Al deze factoren testen de “ouderwetse” pull flow: Kanban-lussen werken goed in een stabiele omgeving, maar hebben moeite om zich aan te passen als de variabiliteit toeneemt.
Hoewel de OEM-vraag van autofabrikanten minder variabel is dan in andere industrieën die rechtstreeks verbonden zijn met de eindklanten, laat de analyse van de schommelingen in de OEM EDI-eisen die week na week naar hoofdleveranciers (Tier 1) worden gestuurd, aanzienlijke stijgingen en dalingen zien – vanwege de toegenomen diversiteit aan componenten, maar ook vanwege het feit dat deze signalen meestal worden gegenereerd via de conventionele MRP-logica die is afgeleid van de assemblagelijn MPS. Als we kijken naar de vraagsignalen die Tier 2 en Tier 3 leveranciers zien, is het bullwhip-effect vaak verwoestend!

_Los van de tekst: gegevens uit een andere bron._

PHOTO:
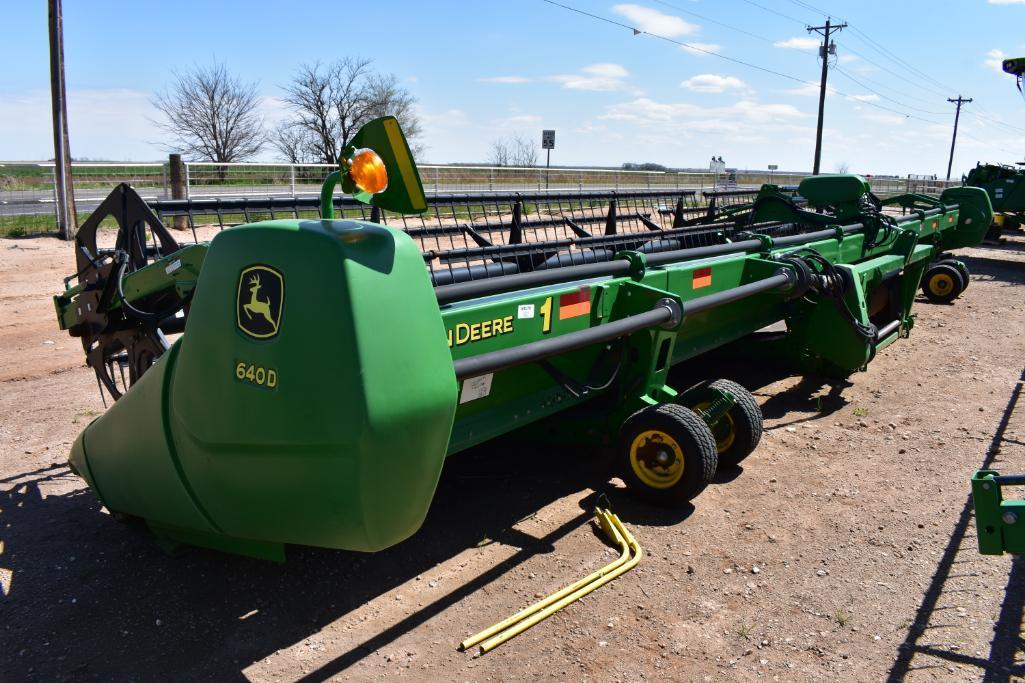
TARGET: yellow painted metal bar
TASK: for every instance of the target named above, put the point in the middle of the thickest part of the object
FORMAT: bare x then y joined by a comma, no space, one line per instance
604,521
528,617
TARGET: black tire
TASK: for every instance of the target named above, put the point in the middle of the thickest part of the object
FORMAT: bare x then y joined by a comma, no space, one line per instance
942,283
738,433
681,436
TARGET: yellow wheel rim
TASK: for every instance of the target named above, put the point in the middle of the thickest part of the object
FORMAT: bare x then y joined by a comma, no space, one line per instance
941,284
725,430
656,458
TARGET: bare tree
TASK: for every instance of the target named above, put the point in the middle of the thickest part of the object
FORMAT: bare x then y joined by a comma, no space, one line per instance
524,152
212,115
331,103
500,154
295,143
513,151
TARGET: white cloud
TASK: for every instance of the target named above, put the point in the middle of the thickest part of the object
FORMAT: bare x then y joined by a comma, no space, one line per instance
113,124
743,117
519,120
994,59
712,83
652,21
696,48
596,77
504,79
797,43
606,71
884,118
449,118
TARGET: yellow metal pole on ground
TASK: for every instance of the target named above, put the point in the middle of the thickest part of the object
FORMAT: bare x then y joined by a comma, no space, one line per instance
525,618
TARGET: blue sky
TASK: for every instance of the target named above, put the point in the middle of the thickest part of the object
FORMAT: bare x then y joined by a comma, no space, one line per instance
487,69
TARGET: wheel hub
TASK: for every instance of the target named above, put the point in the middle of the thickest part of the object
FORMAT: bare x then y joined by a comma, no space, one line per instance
656,458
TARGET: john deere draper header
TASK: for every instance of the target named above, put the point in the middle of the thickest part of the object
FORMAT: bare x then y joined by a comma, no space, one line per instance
326,368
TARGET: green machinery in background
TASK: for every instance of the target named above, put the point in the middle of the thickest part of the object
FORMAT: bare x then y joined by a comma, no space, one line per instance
998,522
1003,184
1006,187
325,368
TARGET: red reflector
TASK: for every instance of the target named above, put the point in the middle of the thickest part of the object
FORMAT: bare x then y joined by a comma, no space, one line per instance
701,278
575,304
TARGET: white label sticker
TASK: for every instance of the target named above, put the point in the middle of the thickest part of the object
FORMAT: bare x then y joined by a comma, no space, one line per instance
476,388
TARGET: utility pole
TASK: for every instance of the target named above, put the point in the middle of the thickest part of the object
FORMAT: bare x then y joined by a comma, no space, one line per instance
67,216
824,51
960,101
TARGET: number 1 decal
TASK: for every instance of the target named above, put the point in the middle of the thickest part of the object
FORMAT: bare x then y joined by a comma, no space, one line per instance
545,312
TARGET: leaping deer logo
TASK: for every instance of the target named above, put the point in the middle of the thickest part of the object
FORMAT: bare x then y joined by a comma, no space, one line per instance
258,316
255,306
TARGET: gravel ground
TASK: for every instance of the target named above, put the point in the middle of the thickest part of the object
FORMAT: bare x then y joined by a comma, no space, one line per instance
845,547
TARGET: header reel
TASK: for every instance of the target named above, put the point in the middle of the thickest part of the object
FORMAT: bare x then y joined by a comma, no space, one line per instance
124,321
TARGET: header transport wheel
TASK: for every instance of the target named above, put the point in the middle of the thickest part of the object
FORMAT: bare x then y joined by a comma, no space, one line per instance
739,431
667,454
942,283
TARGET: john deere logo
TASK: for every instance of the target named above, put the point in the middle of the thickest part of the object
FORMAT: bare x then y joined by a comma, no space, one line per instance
261,295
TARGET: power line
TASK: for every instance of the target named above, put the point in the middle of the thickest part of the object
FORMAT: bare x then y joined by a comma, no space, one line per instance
708,18
893,73
824,52
638,32
877,93
959,102
774,11
880,48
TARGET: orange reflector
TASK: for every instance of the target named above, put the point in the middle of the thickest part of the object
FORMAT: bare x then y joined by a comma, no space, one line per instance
575,304
701,278
368,171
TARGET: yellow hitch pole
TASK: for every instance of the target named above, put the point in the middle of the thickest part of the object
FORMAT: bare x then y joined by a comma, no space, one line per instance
529,616
611,532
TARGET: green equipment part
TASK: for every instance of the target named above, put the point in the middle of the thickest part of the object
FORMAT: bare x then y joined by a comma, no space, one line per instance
1006,187
322,372
999,523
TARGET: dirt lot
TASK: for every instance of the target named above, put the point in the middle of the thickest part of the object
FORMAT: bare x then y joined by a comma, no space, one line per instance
845,548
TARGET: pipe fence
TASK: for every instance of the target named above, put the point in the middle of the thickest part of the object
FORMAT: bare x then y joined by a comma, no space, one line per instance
28,197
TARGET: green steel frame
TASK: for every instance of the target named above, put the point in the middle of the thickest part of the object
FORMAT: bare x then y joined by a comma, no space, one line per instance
320,411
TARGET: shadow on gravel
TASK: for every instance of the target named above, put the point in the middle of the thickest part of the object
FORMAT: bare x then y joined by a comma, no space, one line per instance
1007,643
996,269
92,599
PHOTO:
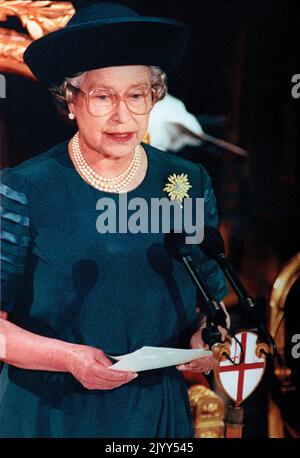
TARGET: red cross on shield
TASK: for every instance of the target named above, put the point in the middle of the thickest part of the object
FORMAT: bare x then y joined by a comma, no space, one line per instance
240,380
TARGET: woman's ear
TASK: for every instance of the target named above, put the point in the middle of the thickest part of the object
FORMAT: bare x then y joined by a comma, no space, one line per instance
71,111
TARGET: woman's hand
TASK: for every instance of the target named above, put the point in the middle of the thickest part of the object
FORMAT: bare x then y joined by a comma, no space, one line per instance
201,364
90,367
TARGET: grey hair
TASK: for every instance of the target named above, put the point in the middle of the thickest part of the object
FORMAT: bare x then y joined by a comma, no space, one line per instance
64,94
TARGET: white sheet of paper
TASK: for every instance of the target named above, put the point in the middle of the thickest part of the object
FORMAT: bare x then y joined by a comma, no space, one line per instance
156,357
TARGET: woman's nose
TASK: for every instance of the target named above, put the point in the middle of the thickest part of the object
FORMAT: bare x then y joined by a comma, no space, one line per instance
121,112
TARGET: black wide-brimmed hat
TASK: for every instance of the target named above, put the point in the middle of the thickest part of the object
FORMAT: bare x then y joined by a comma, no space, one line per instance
106,35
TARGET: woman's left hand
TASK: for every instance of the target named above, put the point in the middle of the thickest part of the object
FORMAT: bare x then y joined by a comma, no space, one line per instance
201,364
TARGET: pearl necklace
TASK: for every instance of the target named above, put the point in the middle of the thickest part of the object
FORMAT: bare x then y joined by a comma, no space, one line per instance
113,184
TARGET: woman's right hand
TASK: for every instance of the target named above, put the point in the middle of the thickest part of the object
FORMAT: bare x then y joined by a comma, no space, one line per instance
89,366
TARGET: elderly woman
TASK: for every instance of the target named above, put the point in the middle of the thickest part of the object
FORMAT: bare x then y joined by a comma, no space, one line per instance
74,295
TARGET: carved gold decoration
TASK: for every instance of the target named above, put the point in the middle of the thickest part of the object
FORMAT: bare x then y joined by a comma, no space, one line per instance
208,412
282,285
39,18
12,47
281,288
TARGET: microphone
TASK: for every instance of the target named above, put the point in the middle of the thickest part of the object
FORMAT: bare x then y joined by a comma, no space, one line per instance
177,247
213,247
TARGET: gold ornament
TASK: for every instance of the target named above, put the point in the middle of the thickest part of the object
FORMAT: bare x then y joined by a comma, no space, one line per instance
177,187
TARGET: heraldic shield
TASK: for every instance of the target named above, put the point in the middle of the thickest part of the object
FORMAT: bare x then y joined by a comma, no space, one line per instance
240,375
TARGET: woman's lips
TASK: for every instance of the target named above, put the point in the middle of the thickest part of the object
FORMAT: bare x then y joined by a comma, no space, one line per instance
120,137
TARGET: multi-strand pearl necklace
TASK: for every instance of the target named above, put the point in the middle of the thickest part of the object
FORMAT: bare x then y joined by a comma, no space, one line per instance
113,184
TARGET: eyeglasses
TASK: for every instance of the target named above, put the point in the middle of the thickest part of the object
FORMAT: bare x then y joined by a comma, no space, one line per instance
102,101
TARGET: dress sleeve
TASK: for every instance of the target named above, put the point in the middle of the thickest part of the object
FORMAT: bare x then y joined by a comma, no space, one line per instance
15,236
208,267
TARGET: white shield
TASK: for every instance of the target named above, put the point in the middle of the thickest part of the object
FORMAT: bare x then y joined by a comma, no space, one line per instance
240,380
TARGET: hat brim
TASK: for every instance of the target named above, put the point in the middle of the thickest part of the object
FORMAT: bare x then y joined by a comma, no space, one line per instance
98,44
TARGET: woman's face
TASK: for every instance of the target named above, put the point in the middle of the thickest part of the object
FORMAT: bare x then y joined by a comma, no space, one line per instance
117,133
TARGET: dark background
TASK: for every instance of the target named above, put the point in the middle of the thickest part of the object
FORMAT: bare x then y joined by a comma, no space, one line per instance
238,69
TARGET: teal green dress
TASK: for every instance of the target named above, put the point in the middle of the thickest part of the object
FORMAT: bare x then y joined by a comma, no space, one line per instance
63,279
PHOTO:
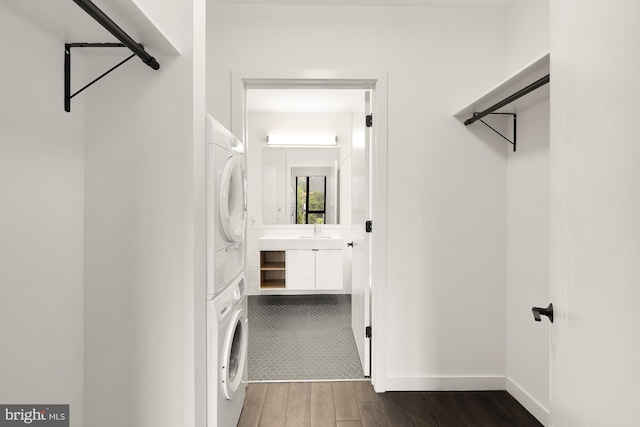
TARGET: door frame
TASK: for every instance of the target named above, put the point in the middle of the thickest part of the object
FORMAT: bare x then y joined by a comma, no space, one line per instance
241,80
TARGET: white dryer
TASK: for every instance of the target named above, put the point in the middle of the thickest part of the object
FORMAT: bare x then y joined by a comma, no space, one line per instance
226,207
227,347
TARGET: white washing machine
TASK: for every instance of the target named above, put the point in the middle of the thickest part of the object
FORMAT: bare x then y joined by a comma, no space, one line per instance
226,207
227,335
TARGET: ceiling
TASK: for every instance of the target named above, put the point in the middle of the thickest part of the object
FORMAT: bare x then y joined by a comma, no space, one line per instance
305,100
401,3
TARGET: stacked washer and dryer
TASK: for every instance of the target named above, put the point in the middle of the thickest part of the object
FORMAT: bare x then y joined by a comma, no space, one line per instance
226,290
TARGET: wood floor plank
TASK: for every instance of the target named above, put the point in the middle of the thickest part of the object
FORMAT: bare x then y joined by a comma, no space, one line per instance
344,396
442,409
520,415
299,405
355,404
252,409
365,392
373,414
410,407
323,410
398,417
274,408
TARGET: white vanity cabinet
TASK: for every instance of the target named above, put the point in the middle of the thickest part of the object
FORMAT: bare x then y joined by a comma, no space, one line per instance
301,263
309,269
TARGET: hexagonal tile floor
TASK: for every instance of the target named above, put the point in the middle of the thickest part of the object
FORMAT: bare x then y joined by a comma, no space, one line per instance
301,337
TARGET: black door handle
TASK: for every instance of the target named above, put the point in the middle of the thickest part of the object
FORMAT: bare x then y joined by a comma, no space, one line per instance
537,311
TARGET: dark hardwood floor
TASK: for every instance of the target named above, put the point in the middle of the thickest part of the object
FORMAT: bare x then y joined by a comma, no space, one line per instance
351,404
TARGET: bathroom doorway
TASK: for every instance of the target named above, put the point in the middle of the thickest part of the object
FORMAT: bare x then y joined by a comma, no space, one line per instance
315,95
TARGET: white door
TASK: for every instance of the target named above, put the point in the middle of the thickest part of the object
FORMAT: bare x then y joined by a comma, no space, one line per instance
361,255
595,213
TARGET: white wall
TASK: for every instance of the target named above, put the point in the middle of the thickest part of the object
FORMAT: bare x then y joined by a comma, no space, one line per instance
446,305
262,123
144,129
528,32
528,222
41,224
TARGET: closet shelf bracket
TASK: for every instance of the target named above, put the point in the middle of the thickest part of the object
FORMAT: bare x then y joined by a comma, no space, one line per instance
67,69
126,41
508,100
515,130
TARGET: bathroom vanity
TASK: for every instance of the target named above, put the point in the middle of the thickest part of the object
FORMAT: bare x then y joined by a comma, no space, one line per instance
301,262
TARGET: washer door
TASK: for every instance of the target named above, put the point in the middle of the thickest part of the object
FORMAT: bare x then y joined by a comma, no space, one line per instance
234,354
232,200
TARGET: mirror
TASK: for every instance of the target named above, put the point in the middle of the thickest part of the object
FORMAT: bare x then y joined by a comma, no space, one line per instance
284,181
301,185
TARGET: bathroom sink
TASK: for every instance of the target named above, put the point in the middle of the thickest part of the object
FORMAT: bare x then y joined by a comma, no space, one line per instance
274,243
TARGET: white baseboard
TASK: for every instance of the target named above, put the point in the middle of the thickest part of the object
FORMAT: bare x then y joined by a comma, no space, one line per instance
394,383
532,405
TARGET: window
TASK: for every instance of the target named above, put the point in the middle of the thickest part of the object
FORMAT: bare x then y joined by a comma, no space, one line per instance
311,199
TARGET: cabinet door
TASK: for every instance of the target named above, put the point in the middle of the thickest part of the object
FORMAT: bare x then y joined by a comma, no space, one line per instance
329,269
301,269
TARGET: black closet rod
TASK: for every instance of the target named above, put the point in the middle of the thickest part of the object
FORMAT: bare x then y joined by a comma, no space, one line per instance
111,26
533,86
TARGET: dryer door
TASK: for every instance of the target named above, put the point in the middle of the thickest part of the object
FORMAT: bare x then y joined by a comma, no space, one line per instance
233,200
234,354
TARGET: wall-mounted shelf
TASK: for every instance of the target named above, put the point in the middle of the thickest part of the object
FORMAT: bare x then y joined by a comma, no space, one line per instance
526,87
65,21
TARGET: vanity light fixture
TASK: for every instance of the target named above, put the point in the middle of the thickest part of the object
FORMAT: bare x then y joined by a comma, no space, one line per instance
302,140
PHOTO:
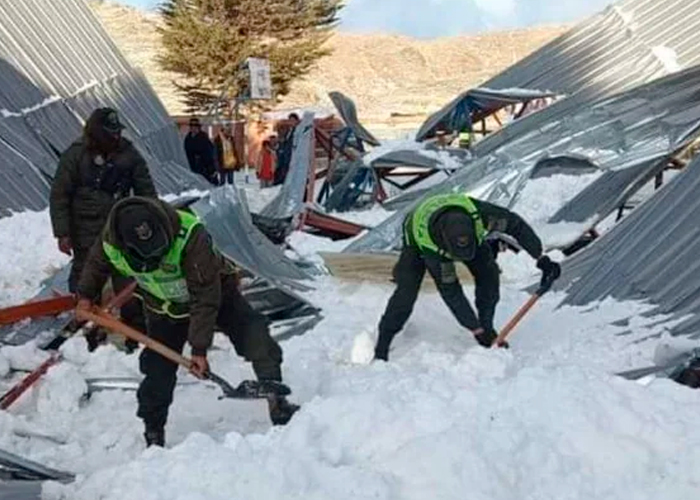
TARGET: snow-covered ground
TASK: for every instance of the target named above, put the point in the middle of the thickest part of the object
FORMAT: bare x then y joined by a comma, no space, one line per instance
444,419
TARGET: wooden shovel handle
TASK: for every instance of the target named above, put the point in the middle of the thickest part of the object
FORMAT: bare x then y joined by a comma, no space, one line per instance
500,340
109,322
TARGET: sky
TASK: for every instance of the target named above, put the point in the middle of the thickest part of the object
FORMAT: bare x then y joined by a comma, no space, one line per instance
433,18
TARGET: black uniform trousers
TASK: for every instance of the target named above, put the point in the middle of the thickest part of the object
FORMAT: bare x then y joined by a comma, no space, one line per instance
246,328
408,274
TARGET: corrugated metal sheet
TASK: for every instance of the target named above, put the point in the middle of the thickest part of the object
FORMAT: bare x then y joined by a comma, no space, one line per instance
348,112
480,101
608,192
232,230
609,53
290,200
634,128
22,186
652,255
57,64
615,50
274,293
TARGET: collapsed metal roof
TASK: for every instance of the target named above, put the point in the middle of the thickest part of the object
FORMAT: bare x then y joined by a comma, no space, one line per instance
627,44
289,202
348,112
650,256
642,127
57,64
473,105
274,292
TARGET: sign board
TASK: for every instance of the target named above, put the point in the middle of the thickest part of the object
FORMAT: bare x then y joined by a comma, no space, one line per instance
260,84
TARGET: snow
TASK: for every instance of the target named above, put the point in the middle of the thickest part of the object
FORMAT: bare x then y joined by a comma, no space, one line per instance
33,255
668,58
444,419
24,357
47,101
543,197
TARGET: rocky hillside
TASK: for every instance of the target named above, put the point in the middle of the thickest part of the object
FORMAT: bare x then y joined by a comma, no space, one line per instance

Bovendien is het vervanging markt supply chain management vaak ver verwijderd gebleven van pull-flow technieken en is het vaak gebaseerd op klassieke DRP-logica, waarvan bekend is dat het grote bullwhip-effecten genereert.
Generalisatie van een gedigitaliseerde dynamische pull flow aanvulling voor alle leveranciers, vermindering van de risico’s van verstoring door aangepaste dimensionering van buffers en gestructureerde prioritering van de uitvoering, continue verbetering van herbevoorrading’ s lussen, volledige integratie van pull flow en ERP-systemen, absorptie van variabiliteit van het after-market distributienetwerk: dit zijn slechts enkele van de DDMRP-functionaliteiten die worden gebruikt door de autobedrijven die deze geïmplementeerd hebben.
De meest geavanceerde implementaties combineren tactieken uit de Theory of Constraints en LEAN, door middel van de implementatie van een volledig vraag gestuurd bedrijfsmodel (DDOM). Heijunka-borden en fysieke vrijgave, die moeilijk te onderhouden zijn als het aantal items toeneemt, worden vervangen door restrictieplanning en het visuele beheer van tijdsbuffers dankzij de digitalisering van de Drum-Buffer-Rope aanpak.
Pull flow heeft het voortbestaan en de ontwikkeling van de westerse auto-industrie in de afgelopen decennia mogelijk gemaakt – het is tijd om het naar een hoger niveau te tillen met de toepassing van Vraag gedreven tactieken!